I try to understand the grammar behind the unary operators in the C language. According to this version of the standard link, in Section 6.5.3 Unary operators have the following syntax:
unary-expression:
...
++ unary-expression
...
This means that something like this is legal form a grammar point of view:
a = ++++b
. However, the gcc compiler provides this error: lvalue required as increment operand
.
I don't really understand why?
According to the standard, ++b
is equivalent to (b += 1)
. This means that a=++++b
should be expanded to a=((b+=1)+=1)
. Why the compiler give the above error?
To explain this fully, it takes us pretty deep into language lawyer-land. I'll try to explain it step by step.
When the pre-processor parses the expression ++++b
it looks for the longest sequence of characters that will form a valid operator, the so-called "maximal munch rule". In this case that means that the code will get treated as if we had written ++ ++b
(rather than ++ + +b
or some such).
As you noticed from the formal syntax, the prefix ++ and -- can be combined with other unary expressions and so we get "right to left associativity", meaning (++(++b)
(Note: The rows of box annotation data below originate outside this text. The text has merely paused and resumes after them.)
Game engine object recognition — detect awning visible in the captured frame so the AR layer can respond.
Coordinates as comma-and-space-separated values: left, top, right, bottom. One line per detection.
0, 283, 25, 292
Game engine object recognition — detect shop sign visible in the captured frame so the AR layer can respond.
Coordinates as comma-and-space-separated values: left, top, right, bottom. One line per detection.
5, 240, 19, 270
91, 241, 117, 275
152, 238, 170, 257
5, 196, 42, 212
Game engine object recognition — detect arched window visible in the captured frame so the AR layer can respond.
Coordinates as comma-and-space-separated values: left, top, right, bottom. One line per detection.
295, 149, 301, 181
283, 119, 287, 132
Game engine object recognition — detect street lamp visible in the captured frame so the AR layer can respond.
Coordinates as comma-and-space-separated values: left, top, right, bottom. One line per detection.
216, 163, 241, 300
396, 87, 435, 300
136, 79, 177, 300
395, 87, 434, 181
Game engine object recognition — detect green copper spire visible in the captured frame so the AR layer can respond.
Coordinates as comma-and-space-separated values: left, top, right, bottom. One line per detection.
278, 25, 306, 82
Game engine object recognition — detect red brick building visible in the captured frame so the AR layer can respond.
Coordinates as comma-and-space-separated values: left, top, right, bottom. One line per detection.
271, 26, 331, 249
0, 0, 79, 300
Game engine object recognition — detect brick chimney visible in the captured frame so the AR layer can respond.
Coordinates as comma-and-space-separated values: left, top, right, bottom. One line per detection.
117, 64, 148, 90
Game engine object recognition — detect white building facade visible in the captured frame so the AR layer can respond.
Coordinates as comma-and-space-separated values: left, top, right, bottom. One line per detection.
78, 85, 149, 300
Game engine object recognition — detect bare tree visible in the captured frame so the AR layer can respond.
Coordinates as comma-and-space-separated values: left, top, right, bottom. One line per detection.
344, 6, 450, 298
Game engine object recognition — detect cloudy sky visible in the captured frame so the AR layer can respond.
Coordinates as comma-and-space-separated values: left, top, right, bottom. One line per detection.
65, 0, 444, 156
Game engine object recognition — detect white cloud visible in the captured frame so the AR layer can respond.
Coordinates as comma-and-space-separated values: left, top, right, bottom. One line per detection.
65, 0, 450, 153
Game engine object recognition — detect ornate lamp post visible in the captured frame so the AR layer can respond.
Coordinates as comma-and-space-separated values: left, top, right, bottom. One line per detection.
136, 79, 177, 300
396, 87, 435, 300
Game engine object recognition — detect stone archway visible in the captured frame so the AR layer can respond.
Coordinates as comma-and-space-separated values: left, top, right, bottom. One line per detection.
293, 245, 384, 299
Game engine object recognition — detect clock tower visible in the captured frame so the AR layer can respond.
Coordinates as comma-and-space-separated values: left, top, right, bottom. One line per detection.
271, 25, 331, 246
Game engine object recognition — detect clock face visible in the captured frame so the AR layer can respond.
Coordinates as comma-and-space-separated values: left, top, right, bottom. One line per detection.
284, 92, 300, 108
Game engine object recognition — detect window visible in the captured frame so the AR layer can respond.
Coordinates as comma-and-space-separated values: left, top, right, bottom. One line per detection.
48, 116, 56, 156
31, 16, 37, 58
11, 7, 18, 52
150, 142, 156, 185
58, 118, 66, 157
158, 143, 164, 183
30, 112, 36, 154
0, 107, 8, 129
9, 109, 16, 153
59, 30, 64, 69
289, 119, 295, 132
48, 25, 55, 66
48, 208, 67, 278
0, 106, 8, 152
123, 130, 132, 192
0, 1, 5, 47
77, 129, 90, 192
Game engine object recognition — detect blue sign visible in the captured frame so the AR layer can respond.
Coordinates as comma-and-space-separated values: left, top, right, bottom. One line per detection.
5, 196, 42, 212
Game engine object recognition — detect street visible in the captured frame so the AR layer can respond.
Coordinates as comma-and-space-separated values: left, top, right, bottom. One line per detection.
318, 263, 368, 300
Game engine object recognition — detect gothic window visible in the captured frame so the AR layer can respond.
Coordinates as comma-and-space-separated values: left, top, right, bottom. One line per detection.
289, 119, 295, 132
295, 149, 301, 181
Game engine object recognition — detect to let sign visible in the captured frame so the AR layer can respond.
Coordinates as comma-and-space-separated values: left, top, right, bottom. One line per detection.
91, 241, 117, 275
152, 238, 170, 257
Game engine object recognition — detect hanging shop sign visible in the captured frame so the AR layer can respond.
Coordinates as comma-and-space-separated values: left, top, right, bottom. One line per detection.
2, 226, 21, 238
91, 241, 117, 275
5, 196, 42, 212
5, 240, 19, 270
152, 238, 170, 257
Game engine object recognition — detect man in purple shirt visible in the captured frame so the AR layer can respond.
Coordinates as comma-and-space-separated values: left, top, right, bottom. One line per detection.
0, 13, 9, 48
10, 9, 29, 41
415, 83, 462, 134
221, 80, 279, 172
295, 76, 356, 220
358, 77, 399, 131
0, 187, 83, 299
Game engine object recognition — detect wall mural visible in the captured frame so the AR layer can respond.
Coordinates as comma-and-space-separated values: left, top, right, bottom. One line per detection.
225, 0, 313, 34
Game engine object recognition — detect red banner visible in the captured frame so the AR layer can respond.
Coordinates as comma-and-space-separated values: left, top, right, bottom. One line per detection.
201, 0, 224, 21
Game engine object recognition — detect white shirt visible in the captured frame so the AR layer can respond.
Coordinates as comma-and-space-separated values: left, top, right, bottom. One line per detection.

. However, the C grammar only specifies that syntax-wise it is fine to combine multiple unary operators like this, but if it is valid code or not depends on the individual operators.
From there we will end up pondering something that formal C calls "lvalues", essentially a modifiable memory location, as opposed to temporary results of expressions. For example in case a + b
of two variables, both a
and b
individually are objects and lvalues, but the result of the addition expression is not.
Lets look at a valid expression first. Had you written ++*ptr
then that would be valid C, because the two unary operators in this case specify the following:
C17 6.5.3.1, emphasis mine
Constraints
The operand of the prefix increment or decrement operator shall have atomic, qualified, or unqualified real or pointer type, and shall be a modifiable lvalue.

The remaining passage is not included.